2) Ich werde es keinem reichen, der in reformierter oder unierter Abendmahlsgemeinschaft gestanden, ohne ihn vorher belehrt, vermahnt, zur Erkenntnis und zum Bekenntnis seines Irrtums und seiner Sünde gebracht zu haben.
3) Ich kann die Abendmahlsgemeinschaft mit Fremdgläubigen, wie und wo sie bestehe, nicht als Notstand, sondern ich muß sie als Sünde anerkennen, gegen sie zeugen, vor ihr warnen.
4) Ich kann darum auch keinen Christen oder Pfarrer für wahrhaft lutherisch erkennen, der solche Abendmahlsgemeinschaft hält oder in Schutz nimmt, ich muß ihn davon abmahnen, so viel ich kann.

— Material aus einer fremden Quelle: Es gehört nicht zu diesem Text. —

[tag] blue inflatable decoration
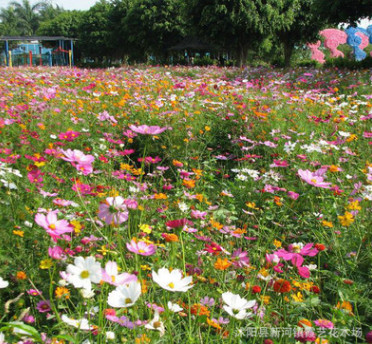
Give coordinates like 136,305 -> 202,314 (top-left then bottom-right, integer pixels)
345,26 -> 370,61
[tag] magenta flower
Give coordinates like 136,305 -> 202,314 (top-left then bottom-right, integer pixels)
98,196 -> 129,225
190,210 -> 207,220
274,243 -> 318,278
314,319 -> 334,329
298,169 -> 331,188
129,124 -> 168,135
60,149 -> 94,175
126,240 -> 156,256
35,211 -> 73,242
231,248 -> 250,268
48,246 -> 66,260
36,300 -> 51,313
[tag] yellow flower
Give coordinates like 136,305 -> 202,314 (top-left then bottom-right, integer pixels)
322,220 -> 333,228
204,125 -> 211,131
13,230 -> 24,237
347,201 -> 361,211
291,292 -> 304,302
139,224 -> 152,234
338,212 -> 354,226
261,295 -> 270,305
39,259 -> 53,269
246,202 -> 259,210
70,220 -> 82,233
273,239 -> 282,248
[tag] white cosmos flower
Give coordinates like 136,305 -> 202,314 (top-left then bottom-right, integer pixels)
0,277 -> 9,288
61,315 -> 93,330
152,267 -> 193,292
145,311 -> 165,337
167,301 -> 183,313
66,256 -> 102,290
107,281 -> 141,308
222,292 -> 256,320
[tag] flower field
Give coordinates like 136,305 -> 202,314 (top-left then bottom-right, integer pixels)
0,66 -> 371,344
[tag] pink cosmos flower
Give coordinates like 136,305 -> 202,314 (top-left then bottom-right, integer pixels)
98,196 -> 129,225
126,240 -> 156,256
190,210 -> 207,220
129,124 -> 168,135
48,246 -> 66,260
275,243 -> 318,278
298,169 -> 332,189
314,319 -> 334,329
101,261 -> 137,286
60,149 -> 95,175
35,211 -> 73,242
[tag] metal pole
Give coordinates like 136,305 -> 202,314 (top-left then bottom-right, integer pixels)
70,40 -> 74,66
5,41 -> 9,66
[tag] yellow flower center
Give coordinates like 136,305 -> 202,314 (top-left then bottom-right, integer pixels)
168,282 -> 175,289
49,224 -> 56,230
310,179 -> 317,184
153,321 -> 162,329
125,298 -> 132,304
80,270 -> 90,279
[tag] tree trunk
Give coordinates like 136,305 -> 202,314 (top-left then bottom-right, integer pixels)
237,43 -> 248,68
283,40 -> 293,67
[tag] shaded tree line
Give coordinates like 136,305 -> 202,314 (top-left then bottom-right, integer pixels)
0,0 -> 371,66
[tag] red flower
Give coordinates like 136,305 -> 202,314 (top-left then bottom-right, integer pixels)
315,243 -> 326,251
273,279 -> 291,293
310,285 -> 320,294
251,285 -> 261,294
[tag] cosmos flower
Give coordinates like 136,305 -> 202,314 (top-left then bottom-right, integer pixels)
152,267 -> 193,292
107,281 -> 141,308
126,240 -> 156,256
145,311 -> 165,336
61,315 -> 93,330
298,169 -> 332,189
221,292 -> 256,319
129,124 -> 168,135
0,277 -> 9,288
101,261 -> 138,286
35,210 -> 73,241
98,196 -> 129,225
66,256 -> 102,290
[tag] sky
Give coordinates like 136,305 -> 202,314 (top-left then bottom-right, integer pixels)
0,0 -> 98,11
0,0 -> 371,27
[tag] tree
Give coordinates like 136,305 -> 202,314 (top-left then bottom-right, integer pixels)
78,0 -> 112,62
38,10 -> 83,38
187,0 -> 298,67
123,0 -> 185,62
9,0 -> 45,35
274,0 -> 328,66
314,0 -> 371,25
0,6 -> 20,36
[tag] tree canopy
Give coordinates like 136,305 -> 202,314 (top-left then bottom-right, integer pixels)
0,0 -> 370,66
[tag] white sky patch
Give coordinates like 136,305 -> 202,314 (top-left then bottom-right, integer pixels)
0,0 -> 98,11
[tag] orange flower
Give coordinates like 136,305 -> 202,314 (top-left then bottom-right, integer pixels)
172,160 -> 183,167
214,258 -> 232,270
298,318 -> 312,328
183,179 -> 196,189
207,317 -> 222,330
273,279 -> 291,293
190,304 -> 210,317
154,193 -> 167,199
55,286 -> 70,299
163,233 -> 179,242
16,271 -> 27,280
274,196 -> 282,206
336,301 -> 353,315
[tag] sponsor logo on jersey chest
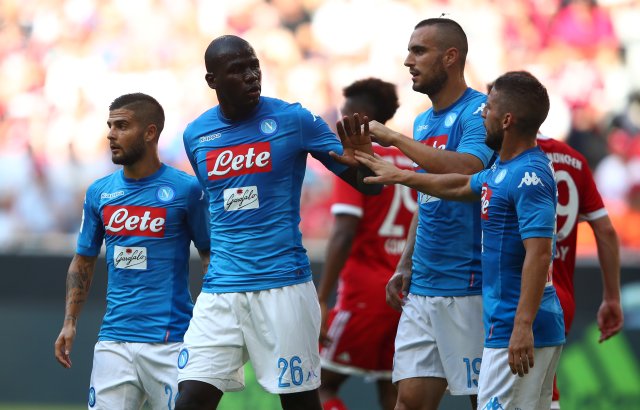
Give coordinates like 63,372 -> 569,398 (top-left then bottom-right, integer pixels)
206,142 -> 272,180
224,186 -> 260,211
103,205 -> 166,237
114,245 -> 147,269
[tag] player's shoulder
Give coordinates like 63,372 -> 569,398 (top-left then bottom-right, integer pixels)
458,88 -> 487,117
184,106 -> 219,137
537,136 -> 587,162
160,165 -> 201,189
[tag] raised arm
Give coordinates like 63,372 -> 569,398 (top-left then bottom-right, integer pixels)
54,253 -> 98,368
368,120 -> 486,174
354,151 -> 478,202
588,215 -> 623,342
509,237 -> 553,377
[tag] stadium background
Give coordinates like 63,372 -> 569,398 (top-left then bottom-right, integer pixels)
1,0 -> 639,408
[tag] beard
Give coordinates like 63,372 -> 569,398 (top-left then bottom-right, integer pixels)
414,64 -> 448,97
485,128 -> 503,151
112,138 -> 146,166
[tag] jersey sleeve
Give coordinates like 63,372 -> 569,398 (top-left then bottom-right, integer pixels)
75,183 -> 105,256
183,128 -> 206,188
578,157 -> 607,221
510,164 -> 557,240
297,106 -> 349,176
330,175 -> 364,218
470,168 -> 491,195
458,99 -> 495,166
186,177 -> 211,251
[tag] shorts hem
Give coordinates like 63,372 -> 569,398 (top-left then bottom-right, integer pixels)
321,358 -> 391,380
263,381 -> 321,395
392,372 -> 445,384
177,375 -> 244,393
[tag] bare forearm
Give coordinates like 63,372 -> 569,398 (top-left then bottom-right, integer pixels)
393,136 -> 483,174
317,216 -> 358,303
396,212 -> 418,273
198,249 -> 211,276
399,171 -> 477,202
591,217 -> 621,301
515,239 -> 553,325
64,254 -> 96,323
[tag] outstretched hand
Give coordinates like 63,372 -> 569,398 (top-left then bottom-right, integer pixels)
330,113 -> 373,167
354,150 -> 406,185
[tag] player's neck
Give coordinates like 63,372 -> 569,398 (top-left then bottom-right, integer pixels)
429,78 -> 467,112
499,133 -> 537,162
123,156 -> 162,180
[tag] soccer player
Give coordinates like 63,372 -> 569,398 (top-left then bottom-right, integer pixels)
355,18 -> 495,410
317,78 -> 417,410
537,134 -> 623,409
175,35 -> 379,410
354,71 -> 566,410
53,93 -> 210,410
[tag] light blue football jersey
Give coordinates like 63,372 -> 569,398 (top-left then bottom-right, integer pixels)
183,96 -> 348,293
411,88 -> 494,296
470,147 -> 565,348
77,164 -> 210,343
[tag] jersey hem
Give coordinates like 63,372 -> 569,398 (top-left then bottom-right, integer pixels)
202,276 -> 313,293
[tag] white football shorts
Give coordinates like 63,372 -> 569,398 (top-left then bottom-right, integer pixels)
88,341 -> 180,409
177,281 -> 321,394
392,294 -> 484,395
477,345 -> 562,410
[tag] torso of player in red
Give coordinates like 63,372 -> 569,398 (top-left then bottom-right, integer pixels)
331,144 -> 417,312
537,136 -> 607,333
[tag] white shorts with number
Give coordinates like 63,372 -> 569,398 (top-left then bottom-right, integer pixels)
392,294 -> 484,395
89,341 -> 180,410
177,281 -> 321,394
477,345 -> 562,410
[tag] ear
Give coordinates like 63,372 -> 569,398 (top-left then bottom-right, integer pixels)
503,113 -> 513,130
144,124 -> 158,142
205,72 -> 216,90
443,47 -> 459,68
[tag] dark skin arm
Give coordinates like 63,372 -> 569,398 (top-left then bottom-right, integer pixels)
330,114 -> 382,195
385,211 -> 418,311
197,249 -> 210,276
54,254 -> 97,368
317,214 -> 359,346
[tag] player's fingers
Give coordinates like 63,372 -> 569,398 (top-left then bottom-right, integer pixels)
336,121 -> 347,142
508,351 -> 516,375
362,117 -> 370,136
352,113 -> 361,136
363,176 -> 385,185
521,354 -> 530,375
342,115 -> 354,136
527,348 -> 534,369
329,151 -> 352,166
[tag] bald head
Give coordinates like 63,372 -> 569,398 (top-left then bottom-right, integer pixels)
205,35 -> 256,73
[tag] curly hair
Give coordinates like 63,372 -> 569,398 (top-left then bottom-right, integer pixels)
342,78 -> 399,124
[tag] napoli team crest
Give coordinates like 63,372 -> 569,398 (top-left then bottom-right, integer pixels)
88,387 -> 96,407
494,169 -> 507,184
444,112 -> 458,128
178,348 -> 189,369
156,186 -> 175,202
259,118 -> 278,135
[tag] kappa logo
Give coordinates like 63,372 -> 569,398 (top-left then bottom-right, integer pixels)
517,171 -> 544,188
482,396 -> 504,410
473,102 -> 486,115
199,133 -> 222,143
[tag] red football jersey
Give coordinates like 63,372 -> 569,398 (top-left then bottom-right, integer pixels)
331,145 -> 417,312
538,136 -> 607,333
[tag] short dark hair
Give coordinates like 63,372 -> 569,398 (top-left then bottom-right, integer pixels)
204,35 -> 254,73
343,78 -> 399,124
414,18 -> 468,67
491,71 -> 550,135
109,93 -> 165,136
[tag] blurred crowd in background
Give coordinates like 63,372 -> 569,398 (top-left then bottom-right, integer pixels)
1,0 -> 640,257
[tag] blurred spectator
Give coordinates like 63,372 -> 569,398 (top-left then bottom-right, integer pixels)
0,0 -> 639,254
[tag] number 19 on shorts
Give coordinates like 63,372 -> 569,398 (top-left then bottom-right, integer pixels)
463,357 -> 482,388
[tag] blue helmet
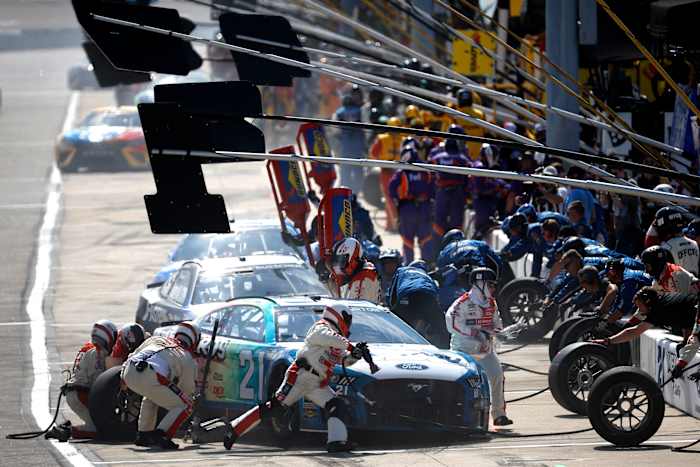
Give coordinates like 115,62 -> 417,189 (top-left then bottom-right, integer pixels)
440,228 -> 465,250
400,145 -> 419,163
445,124 -> 465,153
503,213 -> 527,236
408,259 -> 429,271
516,203 -> 537,222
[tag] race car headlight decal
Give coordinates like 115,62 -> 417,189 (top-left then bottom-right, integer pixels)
465,374 -> 481,389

5) Ich muß daher jeden lutherischen Christen, welcher seinem Pfarrer wegen gemischter Abendmahlsgemeinschaft das Beichtverhältnis gekündigt hat, und mir davon und von Einhaltung der im Amtshandbuch vorgeschriebenen Form Beweis und Nachweis bringt, an meinem Altar aufnehmen und in seiner Entschiedenheit stärken, wenn er zu mir kommt, Annahme begehrt und sonst gutes Zeugnis hat.

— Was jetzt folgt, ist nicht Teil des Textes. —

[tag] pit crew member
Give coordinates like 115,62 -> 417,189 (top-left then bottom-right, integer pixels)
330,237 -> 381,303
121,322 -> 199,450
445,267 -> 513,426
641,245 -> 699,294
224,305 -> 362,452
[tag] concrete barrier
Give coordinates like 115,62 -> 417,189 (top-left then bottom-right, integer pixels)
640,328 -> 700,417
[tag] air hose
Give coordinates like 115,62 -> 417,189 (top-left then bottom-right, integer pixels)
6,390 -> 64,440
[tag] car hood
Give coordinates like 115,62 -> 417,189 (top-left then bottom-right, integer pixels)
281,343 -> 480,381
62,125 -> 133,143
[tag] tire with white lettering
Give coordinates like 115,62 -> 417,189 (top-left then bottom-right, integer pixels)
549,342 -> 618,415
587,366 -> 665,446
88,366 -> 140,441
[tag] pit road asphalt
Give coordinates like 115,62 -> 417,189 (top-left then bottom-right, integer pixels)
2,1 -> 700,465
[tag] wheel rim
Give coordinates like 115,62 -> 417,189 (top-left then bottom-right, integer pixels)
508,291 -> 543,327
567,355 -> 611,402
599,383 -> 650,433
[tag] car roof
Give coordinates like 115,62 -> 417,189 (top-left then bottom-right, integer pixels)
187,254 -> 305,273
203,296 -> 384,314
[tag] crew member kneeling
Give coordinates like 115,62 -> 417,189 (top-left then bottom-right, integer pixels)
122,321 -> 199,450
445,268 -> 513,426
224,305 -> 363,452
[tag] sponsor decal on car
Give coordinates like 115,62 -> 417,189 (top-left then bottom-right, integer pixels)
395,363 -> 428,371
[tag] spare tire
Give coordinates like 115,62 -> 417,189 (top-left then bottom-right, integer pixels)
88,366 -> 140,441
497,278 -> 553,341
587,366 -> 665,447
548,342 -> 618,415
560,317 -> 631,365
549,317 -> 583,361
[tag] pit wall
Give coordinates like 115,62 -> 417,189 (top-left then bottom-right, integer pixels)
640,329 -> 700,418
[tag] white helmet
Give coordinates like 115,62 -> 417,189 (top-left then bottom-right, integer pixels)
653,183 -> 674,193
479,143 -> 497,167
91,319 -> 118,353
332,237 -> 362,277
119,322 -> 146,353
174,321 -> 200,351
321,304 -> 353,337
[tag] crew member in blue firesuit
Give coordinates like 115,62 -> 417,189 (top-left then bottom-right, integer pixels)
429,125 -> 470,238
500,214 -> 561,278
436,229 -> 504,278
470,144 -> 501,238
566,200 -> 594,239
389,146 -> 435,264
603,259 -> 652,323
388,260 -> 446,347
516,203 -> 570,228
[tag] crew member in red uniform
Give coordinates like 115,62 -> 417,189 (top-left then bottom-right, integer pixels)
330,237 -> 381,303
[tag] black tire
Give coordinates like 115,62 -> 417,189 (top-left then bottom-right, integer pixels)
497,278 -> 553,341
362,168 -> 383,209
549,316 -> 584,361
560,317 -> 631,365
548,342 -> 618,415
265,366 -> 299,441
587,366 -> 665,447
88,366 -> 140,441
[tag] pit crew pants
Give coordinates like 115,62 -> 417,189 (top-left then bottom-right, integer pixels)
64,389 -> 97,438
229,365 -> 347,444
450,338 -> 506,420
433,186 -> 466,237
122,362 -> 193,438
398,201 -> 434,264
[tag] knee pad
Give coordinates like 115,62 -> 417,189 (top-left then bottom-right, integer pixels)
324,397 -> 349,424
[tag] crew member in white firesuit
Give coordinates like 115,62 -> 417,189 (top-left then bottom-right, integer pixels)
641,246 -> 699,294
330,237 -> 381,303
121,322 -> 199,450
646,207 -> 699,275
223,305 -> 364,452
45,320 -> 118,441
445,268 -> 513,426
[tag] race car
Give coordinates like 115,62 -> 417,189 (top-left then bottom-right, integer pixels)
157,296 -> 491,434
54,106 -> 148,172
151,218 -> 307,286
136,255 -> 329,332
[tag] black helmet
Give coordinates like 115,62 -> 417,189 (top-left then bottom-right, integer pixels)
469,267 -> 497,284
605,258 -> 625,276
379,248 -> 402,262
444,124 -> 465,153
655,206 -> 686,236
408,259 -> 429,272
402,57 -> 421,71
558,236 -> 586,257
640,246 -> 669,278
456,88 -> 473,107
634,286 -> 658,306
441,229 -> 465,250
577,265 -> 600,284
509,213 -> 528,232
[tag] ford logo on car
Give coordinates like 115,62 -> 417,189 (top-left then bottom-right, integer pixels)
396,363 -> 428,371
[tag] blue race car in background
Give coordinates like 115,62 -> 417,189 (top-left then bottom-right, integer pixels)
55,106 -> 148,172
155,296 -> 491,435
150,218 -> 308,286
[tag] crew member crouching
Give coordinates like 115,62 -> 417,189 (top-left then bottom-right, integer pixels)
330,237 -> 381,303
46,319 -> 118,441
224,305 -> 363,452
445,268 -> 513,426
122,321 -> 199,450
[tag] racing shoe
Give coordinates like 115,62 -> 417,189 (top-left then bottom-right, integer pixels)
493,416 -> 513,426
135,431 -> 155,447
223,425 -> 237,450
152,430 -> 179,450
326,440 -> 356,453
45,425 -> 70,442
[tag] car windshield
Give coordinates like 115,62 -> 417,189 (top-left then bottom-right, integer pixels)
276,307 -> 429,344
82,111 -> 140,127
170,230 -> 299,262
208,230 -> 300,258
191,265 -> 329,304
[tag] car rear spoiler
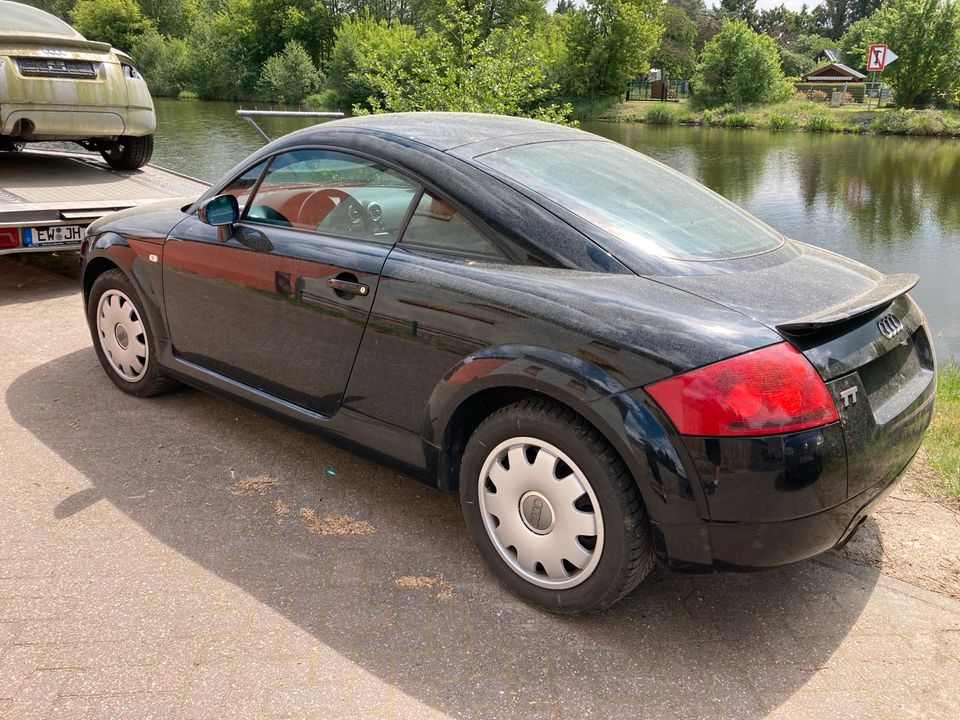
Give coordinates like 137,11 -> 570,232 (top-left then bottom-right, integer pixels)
776,272 -> 919,333
0,34 -> 112,54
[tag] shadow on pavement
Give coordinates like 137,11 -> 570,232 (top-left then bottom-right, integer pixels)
7,347 -> 882,718
0,255 -> 81,307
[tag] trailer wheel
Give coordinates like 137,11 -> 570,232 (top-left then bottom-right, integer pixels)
100,135 -> 154,170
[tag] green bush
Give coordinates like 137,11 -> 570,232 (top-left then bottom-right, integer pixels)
643,104 -> 693,124
257,40 -> 323,104
692,19 -> 793,109
805,114 -> 842,132
130,28 -> 190,97
722,112 -> 755,128
766,113 -> 795,130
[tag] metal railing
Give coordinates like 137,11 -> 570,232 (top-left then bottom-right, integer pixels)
236,109 -> 345,143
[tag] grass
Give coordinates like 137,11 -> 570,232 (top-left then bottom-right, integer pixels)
925,365 -> 960,500
598,99 -> 960,137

6) Endlich muß ich in und gegenüber allen Kreisen, denen ich angehöre, die Wahrheit bezeugen, auch Synoden und kirchliche Behörden, bis ich Erhörung finde, bitten und anflehen, dem sündlichen Mißstande ein baldiges Ende zu setzen.
7) Ebenso erkenne ich es für meine unerläßliche Pflicht, gegen alle anderen konfessionellen Übelstände und Mängel zu zeugen, zu beten und zu bitten, bis der Herr erhört und Besserung kommt.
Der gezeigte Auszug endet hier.